To get all anthropologically dorky for a second, the sort of judgment Mark outlines above is part and parcel of the historical move in any society from pre-modernity to modernity. In the former society, people are mainly concerned with passing down culture from one generation to another, carefully preserving it to the degree that they are intellectually and technologically capable. Myths, folklore, “oral traditions,” and so forth—the sort of thing that gains power and value through the force of direct, perfect repetition. Once a society starts modernizing, however, more and more cultural objects start circulating—this is what modernity is, in part—and especially in capitalist societies, their “newness” is privileged as a form of their value.
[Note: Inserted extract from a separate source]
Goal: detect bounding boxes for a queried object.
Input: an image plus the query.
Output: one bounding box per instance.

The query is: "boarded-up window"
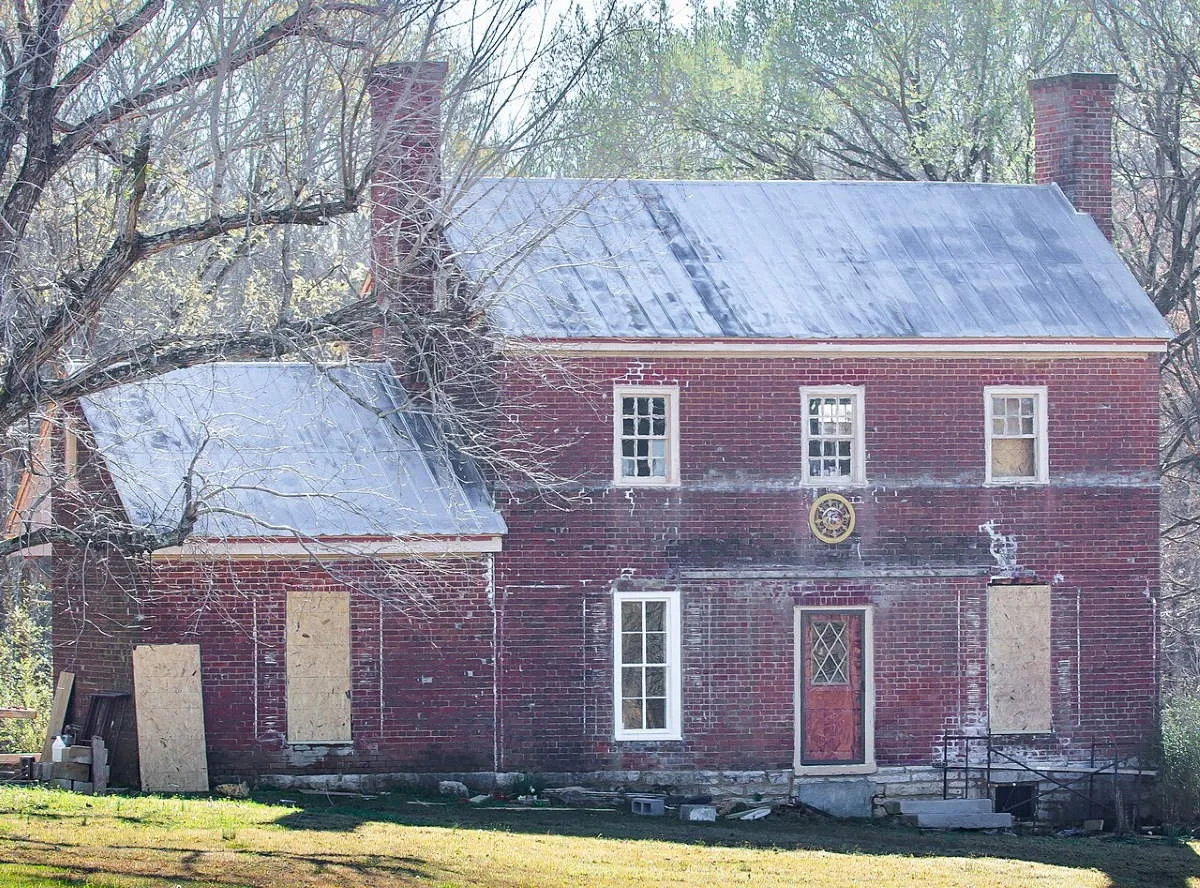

This involves a different sort of cultural judgment than that which held in pre-modern societies, one which acknowledges continuity with the past, but adds the necessity of understanding what new about it is valuable. Modern societies don’t advance if they don’t create new things. So human beings start asking new questions when they encounter a cultural object or idea: what about this can I identify (i.e. what about it is “old”), and what aspects of it are new (i.e. novel enough to create demand for it)?
As time passes, cultural stuff accumulates to a degree that average people start contracting out this evaluative labor to public spheres of people who supposedly have the time and knowledge to make these distinctions for everyone else. These spheres develop their own codes of cultural value, but they’re not created in a vacuum from the larger modern imperatives toward valuing the newness of culture along with its ties to the past.
Newness easily gets reframed in critical discourse as “originality,” which is an incredibly important standard of judgment. Of course the importance of more traditional forms of cultural creation continue apace, yet a clear emphasis is placed on hybridization over replication. Cover bands are never critically acclaimed, but critics will bend themselves into pretzels to praise bands that are viewed to “build upon” or “transcend” their influences to create something slightly new.
This isn’t an ontological issue, of course, but an epistemological one—belief, not being. No cultural creation under the sun is ever “new,” because creativity doesn’t exist in a vacuum either. Music that appears new, or that combines influences in a particular way that feels really novel at a particular historical juncture, are those that are most privileged.
Again, an ideology that privileges tradition still exists, and moderns need it to keep a sense of rootedness with the past and not get too unmoored by the consistent innovations that are proliferating all around them. But the idea of hybridization, of “improving” upon the past is generally far more privileged by critics.
The questions arise: What specific aspects of the past are appropriate fodder for new hybridizations, or what methods of hybridization are privileged over others? Most importantly, why is this?
What Mark is wondering, and what I am too, to a certain degree, is if critics can somehow develop a sense of reflexivity about this cultural maxim, instead of, well, uncritically replicating it to make an argument. Again, while explaining where a work comes from is only part of a critic’s job, I think a sense of reflexivity with respect to value judgments in this area are a crucial aspect of being a critic at all. Critics need to be able to explain their positions on the prior works a new work draws upon and they way they do it, and not assume that readers and listeners are going to tacitly share their assumptions.